Tolkien teve uma grande sacada quando colocou um hobbit como o maior herói de sua mitologia, e isso se identifica muito com os mestres de jogo que temos hoje (por isso uma ligação tão forte).
Quando as editoras americanas lançaram o “O Senhor dos Anéis”, acabou virando cult entre os universitários, e sempre se ouvia coisas como “Você ainda não leu Tolkien?”, fazia suas histórias somente para sua família e para ele mesmo, porém, queria que outros conhecessem sua mitologia, e isso foi um desejo realizado.

Também devo citar o “O Silmarillion”, seu melhor livro, que não é uma história, e sim uma base para todas as suas, tanto que as editoras da época não queriam publicar este livro, e sim uma seqüência para “O Hobbit”, por isso nasceu “O Senhor dos Anéis” que é uma mistura dos dois. Isso acontece com vários mestres e jogadores de RPG de hoje, sempre criamos uma base para nossas histórias, ampliando o máximo possível os elementos que podem ser apresentados, e assim então dar andamento as aventuras, que são a forma mais efetiva de se apresentar a mitologia criada.
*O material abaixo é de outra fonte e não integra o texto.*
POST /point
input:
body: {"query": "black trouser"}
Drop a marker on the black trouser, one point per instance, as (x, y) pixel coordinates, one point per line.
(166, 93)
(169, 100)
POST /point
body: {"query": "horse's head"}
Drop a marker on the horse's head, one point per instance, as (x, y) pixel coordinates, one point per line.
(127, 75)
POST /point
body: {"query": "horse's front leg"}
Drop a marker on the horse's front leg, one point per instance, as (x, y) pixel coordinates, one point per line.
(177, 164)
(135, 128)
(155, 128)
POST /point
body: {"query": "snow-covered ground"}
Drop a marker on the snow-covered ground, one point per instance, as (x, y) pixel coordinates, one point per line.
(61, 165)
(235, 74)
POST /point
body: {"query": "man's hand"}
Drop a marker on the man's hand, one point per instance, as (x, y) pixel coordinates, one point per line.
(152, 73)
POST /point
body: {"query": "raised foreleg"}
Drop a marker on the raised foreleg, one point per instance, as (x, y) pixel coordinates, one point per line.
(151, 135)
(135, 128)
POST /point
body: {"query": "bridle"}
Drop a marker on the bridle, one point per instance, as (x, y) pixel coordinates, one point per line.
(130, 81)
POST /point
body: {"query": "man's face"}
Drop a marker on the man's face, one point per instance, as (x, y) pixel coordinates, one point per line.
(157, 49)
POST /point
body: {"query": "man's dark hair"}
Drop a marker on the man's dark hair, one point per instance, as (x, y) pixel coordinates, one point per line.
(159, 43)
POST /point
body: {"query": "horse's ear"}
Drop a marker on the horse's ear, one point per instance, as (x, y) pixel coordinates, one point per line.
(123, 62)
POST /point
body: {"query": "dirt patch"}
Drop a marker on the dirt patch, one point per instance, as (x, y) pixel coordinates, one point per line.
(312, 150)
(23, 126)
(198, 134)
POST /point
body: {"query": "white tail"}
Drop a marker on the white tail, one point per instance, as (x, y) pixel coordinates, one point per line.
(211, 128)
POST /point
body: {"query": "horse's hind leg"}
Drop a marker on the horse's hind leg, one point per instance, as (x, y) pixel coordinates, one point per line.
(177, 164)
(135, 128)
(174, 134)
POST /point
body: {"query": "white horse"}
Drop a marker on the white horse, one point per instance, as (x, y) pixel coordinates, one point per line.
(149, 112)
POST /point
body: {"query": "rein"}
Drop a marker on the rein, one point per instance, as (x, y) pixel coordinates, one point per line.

Tolkien é uma leitura quase que obrigatória para jogadores de RPG, pois sua preocupação com a coerência dos fatos e de toda a história, com ganchos perfeitos, e plots melhores ainda, nos ensinam a como montar nossas campanhas com perfeccionismo, deixando-as, interessantes.
Muitos mestres tentam criar a mitologia perfeita, e as vezes se perguntam se deveriam mesmo criar mapas geograficamente corretos, personagens com um históricos surpreendente, e heroísmo em alta, mas posso passar um modesto conselho, faça tudo na medida, e ao decorrer das necessidades, não se cria algo do nada, precisa de inspiração, e as vezes ela está na sua própria mesa de jogo, e mesmo sendo fantasia, tudo tem que parecer verdadeiro, para não perder a magia.

Boa Sorte!

Fontes:
O Silmarillion, Contos Inacabados, O Senhor dos Anéis e O Hobbit - J.R.R. Tolkien
RPG e Arte - Centro Cultural Banco do Brasil

2 comentários:

22 de maio de 2009 11:44 Cristian disse...

Exato, concordo e assino contigo! Eu também partilho das mesmas preocupações quando crio ou mesmo modifico povos que inventei. Mesmo quando mestro, penso que fica claro a preocupação que tenho em ter fidelidade aos costumes dos personagens.

25 de julho de 2009 20:40 Zeh disse...

Perfeito. A arte da "subcriação", em que se criam personagens com contextos históricos verossímeis e culturas fechadas, é de fato uma das habilidades mais difíceis que são requeridas de um jogador de RPG. Não basta apenas fantasiar. A fantasia tem que parecer real. Não que a arte tenha uma obrigação para com a realidade. Entretanto, um sistema fechado e coeso submerge muito mais aqueles que o apreciam. É a grande sina da arte. A arte arrebata. Como produto da criação humana, a arte nos lembra da criação real. Os mitos humanos se tornam reflexos do verdadeiro mito. E, por fim, a mitologia eleva-se e torna-se filosofia. Parabéns pelo texto, Rapha. Continue assim!